Like many other cultures, Koreans have many food traditions associated with holidays. On New Year's Day, Koreans always gather with their families and enjoy a steaming hot, nourishing bowl of dduk gook, Korean rice dumpling soup. (I call them rice "dumplings," though it is more often called rice "cake," but I've just found "cake" to be a very misleading term.)
I haven't quite figured out why we eat dduk gook on the first of the year. I'm sure there is some symbolism, as noodles in Chinese New Year represent a long life ahead, etc. I've asked my mother, and even she doesn't know the real meaning behind the dduk gook on New Year's Day. She only knows that, as do I now, we simply eat dduk gook. We've done this every year since as far back as I have a memory.
Every restaurant in LA's Koreatown serves dduk gook, but it's very easy to make at home.

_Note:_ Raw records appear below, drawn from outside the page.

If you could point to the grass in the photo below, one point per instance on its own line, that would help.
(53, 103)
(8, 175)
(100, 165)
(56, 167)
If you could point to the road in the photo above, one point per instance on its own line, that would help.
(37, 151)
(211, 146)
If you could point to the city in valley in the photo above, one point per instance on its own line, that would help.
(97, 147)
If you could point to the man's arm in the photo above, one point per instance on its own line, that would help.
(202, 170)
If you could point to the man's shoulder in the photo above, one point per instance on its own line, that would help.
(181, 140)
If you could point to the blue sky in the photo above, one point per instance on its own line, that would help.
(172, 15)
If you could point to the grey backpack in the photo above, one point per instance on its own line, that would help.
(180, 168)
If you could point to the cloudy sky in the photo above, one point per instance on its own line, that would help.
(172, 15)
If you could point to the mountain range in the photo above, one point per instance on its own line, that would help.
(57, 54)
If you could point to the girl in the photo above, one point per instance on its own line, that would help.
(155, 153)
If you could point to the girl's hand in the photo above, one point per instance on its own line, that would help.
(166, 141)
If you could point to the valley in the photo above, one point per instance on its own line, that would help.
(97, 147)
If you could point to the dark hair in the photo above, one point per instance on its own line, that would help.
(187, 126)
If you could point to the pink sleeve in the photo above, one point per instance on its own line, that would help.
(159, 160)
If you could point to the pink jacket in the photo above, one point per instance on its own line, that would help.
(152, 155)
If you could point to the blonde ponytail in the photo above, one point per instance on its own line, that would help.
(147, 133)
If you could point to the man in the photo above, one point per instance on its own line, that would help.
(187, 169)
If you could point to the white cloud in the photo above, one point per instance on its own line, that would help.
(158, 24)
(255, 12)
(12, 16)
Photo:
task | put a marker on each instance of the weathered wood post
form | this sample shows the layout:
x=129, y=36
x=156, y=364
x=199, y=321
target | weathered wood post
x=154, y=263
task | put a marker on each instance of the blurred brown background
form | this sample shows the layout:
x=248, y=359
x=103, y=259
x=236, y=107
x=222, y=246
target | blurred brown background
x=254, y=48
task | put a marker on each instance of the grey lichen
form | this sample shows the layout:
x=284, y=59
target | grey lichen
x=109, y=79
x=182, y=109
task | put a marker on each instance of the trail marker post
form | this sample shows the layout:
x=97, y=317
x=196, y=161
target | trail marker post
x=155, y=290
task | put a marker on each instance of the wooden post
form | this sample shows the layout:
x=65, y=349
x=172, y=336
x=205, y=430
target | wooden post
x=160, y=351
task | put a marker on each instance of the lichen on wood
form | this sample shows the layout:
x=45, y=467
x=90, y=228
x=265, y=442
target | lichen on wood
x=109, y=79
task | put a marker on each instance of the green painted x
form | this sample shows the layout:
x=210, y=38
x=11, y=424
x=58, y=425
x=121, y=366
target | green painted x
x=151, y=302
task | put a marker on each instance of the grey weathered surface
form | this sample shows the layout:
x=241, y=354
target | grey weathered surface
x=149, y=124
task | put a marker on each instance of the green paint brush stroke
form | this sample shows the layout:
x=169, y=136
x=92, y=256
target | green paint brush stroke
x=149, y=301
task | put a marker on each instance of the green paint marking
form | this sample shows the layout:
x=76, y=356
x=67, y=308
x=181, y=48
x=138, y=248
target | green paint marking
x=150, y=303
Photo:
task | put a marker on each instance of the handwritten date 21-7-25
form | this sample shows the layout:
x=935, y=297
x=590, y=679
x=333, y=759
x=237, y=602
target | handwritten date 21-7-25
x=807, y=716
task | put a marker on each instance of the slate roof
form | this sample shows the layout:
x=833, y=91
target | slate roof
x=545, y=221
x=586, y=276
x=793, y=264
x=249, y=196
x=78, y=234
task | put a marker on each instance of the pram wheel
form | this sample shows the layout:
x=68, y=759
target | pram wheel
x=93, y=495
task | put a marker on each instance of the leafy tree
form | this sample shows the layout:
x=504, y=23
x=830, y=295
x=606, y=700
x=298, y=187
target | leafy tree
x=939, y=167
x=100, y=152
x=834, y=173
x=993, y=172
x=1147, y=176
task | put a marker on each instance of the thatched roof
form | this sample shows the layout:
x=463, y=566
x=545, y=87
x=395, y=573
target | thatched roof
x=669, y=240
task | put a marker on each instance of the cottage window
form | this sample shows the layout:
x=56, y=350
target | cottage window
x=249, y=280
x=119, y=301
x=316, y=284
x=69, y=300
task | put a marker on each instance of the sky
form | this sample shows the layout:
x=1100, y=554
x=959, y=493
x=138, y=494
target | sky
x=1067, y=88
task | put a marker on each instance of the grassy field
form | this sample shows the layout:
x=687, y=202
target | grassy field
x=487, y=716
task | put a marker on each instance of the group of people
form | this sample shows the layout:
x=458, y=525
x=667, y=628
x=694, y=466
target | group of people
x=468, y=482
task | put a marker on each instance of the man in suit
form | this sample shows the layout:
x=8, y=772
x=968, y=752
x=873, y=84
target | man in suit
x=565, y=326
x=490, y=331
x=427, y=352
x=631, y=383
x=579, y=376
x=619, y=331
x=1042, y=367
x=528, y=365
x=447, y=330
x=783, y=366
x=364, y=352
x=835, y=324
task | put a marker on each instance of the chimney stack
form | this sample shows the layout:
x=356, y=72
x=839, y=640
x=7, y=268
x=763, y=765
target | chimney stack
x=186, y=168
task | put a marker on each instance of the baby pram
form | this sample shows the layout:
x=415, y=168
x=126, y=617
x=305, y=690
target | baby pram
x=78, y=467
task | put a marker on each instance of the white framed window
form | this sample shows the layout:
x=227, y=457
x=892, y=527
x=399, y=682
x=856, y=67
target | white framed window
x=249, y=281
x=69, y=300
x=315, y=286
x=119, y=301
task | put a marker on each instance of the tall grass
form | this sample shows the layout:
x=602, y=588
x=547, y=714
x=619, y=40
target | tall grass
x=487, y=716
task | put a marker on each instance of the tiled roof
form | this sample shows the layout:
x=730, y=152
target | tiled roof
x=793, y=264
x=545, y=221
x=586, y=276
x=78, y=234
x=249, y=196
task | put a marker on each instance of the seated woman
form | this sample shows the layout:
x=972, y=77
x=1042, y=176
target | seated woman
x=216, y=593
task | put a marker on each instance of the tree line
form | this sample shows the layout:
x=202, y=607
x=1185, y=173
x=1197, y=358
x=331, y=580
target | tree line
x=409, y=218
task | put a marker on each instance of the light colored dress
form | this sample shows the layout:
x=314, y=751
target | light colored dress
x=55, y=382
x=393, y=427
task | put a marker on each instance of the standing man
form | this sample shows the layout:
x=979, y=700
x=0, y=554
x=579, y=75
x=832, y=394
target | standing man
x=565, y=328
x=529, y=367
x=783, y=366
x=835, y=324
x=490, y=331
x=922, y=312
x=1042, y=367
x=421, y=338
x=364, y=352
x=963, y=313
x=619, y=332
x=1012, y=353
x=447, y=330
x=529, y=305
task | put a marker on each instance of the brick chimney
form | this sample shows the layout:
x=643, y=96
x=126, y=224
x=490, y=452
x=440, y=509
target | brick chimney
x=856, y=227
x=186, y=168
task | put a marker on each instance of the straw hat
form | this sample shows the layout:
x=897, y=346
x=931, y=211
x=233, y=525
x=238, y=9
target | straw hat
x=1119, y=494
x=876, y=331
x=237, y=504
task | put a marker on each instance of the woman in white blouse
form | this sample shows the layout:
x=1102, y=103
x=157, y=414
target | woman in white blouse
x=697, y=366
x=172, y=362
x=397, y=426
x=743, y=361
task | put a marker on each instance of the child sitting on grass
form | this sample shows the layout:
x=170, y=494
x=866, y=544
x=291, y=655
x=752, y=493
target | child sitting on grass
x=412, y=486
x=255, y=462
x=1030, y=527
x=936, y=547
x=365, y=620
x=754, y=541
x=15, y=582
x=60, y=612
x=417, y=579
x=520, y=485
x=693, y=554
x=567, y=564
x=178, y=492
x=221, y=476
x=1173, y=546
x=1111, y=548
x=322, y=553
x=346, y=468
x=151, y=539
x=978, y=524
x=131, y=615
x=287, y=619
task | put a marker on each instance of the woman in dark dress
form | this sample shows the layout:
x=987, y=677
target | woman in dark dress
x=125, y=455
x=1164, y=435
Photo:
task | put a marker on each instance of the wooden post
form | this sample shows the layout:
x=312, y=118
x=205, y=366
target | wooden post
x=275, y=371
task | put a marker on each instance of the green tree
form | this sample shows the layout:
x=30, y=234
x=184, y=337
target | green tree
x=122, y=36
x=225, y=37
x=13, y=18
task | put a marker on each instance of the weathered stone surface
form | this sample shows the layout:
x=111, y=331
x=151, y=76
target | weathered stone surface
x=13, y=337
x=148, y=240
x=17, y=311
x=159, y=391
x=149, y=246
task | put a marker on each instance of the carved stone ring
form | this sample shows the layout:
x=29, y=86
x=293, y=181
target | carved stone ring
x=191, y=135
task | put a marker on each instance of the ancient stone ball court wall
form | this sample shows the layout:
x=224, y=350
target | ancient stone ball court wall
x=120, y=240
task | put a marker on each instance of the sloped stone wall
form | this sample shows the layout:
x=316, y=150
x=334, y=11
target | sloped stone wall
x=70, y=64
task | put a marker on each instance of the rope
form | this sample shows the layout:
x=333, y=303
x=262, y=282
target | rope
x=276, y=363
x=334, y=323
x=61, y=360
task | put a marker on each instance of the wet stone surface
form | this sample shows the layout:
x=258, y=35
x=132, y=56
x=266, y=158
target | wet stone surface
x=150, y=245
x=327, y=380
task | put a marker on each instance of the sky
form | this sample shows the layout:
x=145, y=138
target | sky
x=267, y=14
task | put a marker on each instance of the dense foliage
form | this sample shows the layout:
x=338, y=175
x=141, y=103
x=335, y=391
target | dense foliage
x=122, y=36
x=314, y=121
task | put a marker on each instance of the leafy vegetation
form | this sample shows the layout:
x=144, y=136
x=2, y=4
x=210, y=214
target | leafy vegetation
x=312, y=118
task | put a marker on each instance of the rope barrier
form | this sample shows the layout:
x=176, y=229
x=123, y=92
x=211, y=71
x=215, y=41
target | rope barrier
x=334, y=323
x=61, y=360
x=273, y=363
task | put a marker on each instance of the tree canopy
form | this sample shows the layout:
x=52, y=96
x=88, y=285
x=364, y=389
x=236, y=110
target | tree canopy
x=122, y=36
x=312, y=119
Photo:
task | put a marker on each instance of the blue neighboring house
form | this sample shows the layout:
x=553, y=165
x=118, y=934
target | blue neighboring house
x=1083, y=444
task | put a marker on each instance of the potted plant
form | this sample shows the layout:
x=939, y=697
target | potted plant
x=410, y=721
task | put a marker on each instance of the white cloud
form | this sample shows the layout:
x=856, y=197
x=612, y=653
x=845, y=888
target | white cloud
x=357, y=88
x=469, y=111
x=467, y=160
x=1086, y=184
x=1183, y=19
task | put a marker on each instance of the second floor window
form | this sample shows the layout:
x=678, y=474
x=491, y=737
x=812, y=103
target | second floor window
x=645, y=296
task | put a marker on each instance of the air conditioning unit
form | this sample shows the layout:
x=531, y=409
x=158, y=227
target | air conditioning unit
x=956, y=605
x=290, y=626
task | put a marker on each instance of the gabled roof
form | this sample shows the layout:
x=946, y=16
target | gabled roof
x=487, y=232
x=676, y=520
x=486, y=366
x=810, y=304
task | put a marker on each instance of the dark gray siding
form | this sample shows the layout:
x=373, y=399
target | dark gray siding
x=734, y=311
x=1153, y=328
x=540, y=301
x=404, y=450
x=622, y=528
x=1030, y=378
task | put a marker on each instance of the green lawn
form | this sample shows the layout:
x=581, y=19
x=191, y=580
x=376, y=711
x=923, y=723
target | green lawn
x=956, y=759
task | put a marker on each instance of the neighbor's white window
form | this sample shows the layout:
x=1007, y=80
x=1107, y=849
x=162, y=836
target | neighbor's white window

And of course, every family has their own little taste variations that have been taught from grandmother to mother to daughter.
"Sae-hae-bohk mahn-hee bah-duh-sae-yo!" (Happy New Year!)
Dduk Mahn-doo Gook (Rice Cake/Dumpling Soup)
1 package dduk (oval slices)
8 c. rich chicken broth
4 cloves garlic, finely minced
2-3 T soy sauce (basically, to taste)
2-3 scallions (green parts only) cut into 2" long pieces
mahn-doo enough for all the people who are eating (fresh or frozen)
salt and pepper to taste
sesame oil to taste
toasted gim (seaweed, or nori), julienned/crumbled for garnish
Soak dduk in cold water for at least 20 minutes, or until soft.
In large pot, heat chicken broth, then add garlic (more if you prefer), soy sauce, scallions, and salt/pepper to taste, and let simmer for about 10 minutes (to flavor the broth).
Add mahn-doo to broth to cook, then add dduk. Allow to simmer until dduk is soft.
Lightly beat eggs, then stir slowly into simmering soup.
To serve, ladle into large bowls, drizzle with sesame oil, and sprinkle with sesame seeds and gim, if you'd like.
*Note: Once it is cooked, dduk does not keep well. Add only enough dduk to the soup that you know you will eat immediately. You can always add more later.